Migalhas de Peso

O “Caso Americanas” e a até então pouco comentada ação individual do credor trabalhista em face do administrador

Sob censura, entendemos que, em casos como o ocorrido com a Americanas S.A., pode o trabalhador demandar diretamente contra o administrador que descumpriu seu dever.

9/3/2023

Se há um assunto recorrente na pauta empresarial brasileira em 2023, esse assunto é o “Caso Americanas”. Com a deflagração do escândalo contábil consistente da ausência de lançamentos da operação de risco sacado (ou forfait), a companhia entendeu por bem ingressar com pedido de recuperação judicial, suspendendo a cobrança de créditos da ordem de R$50 bilhões. O quadro de credores vai desde os maiores bancos do país, passando pelas maiores companhias de tecnologia do mundo, gigantes do setor de eletrônicos, companhias pertencentes ao bloco de controle da própria Americanas S.A., microempresas e empresas de pequeno porte até chegar, finalmente, nos credores trabalhistas.
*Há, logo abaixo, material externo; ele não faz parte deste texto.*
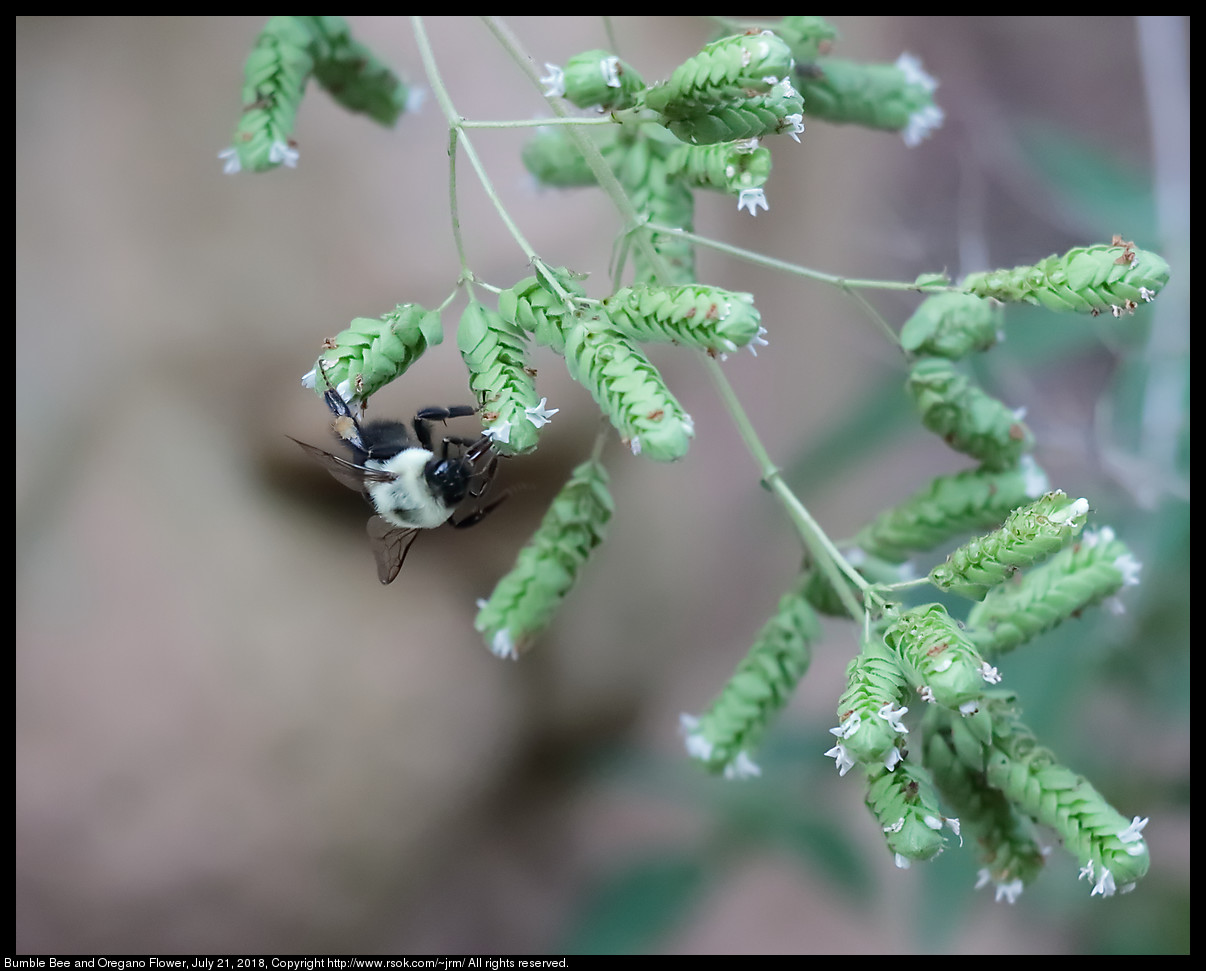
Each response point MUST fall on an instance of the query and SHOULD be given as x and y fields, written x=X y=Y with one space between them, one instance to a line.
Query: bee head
x=449 y=479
E é sobre esse último grupo que aqui se pretende tratar.

Ao que consta do quadro geral de credores, a companhia está endividada em cerca de R$ 65 milhões com credores trabalhistas, valor esse que, de acordo com reportagem do jornal A Folha de São Paulo, pode estar subestimado1. Para além dos valores já liquidados e reconhecidos como devidos a trabalhadores pela companhia, há ainda as reclamações trabalhistas em curso, que poderão (ou não) vir a constituir outros créditos contra a varejista, bem como as prováveis demissões que, lamentavelmente, virão a acontecer, dado o cenário de stress contábil da companhia.
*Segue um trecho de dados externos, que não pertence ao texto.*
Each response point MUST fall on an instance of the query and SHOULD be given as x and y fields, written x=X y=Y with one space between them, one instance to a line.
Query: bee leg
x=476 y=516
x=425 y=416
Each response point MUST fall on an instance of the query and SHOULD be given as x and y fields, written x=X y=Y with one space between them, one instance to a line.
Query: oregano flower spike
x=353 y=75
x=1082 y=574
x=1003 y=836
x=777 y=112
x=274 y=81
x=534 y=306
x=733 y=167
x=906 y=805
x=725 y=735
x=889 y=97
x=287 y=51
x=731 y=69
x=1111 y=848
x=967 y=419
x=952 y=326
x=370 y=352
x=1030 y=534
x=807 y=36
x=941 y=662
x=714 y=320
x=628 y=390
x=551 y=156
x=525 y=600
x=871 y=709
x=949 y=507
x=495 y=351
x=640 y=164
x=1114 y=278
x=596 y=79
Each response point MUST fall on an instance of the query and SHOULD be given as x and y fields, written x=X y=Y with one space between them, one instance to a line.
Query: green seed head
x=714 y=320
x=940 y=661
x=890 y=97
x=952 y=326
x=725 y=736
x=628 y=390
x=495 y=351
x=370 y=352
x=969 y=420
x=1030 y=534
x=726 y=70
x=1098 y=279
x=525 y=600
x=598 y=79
De forma a garantir ao menos o pagamento desses credores, os administradores da recuperação judicial pediram à 4ª Vara Empresarial do Rio de Janeiro a liberação de valores para quitação de dívidas com os trabalhadores, pleito que vem sendo contestado por alguns bancos, mas que acabou por ser deferido, de acordo com recente publicação do jornal Valor Econômico2. Apesar de a lei 11.101 de 2005, que regula a recuperação judicial, prever uma série de mecanismos protetivos ao credor trabalhista, fato é que o caminho do trabalhador para receber o crédito, fruto de seu trabalho, em face de uma companhia em estado recuperacional, acaba sendo muito ingrato, especialmente quando os administradores responsáveis pela manutenção do bom funcionamento da companhia não cumprem com os deveres de diligência, informação e vigilância, que a Lei 6.404 de 1976 os incumbe de seguir.

A Lei das Sociedades Anônimas prevê, em seu art. 1583, que o administrador não é pessoalmente responsável pelas obrigações que contrair em nome da sociedade e em virtude de ato regular de gestão, salvo quando proceder com culpa ou dolo, ou quando violar lei ou disposição do estatuto social da companhia. Enquanto no primeiro caso o ônus probatório da atuação culposa ou dolosa de administrador que atua dentro de suas funções recai sobre o prejudicado, no segundo incumbe ao administrador provar que não violou lei ou disposição do estatuto social da companhia. Como forma de viabilizar o exercício de direito contra administrador que cause prejuízo à companhia, acionista ou terceiro por violação de dispositivos legais ou estatutários, a Lei 6.404/76 previu, no artigo subsequente, a ação de responsabilidade civil contra o administrador.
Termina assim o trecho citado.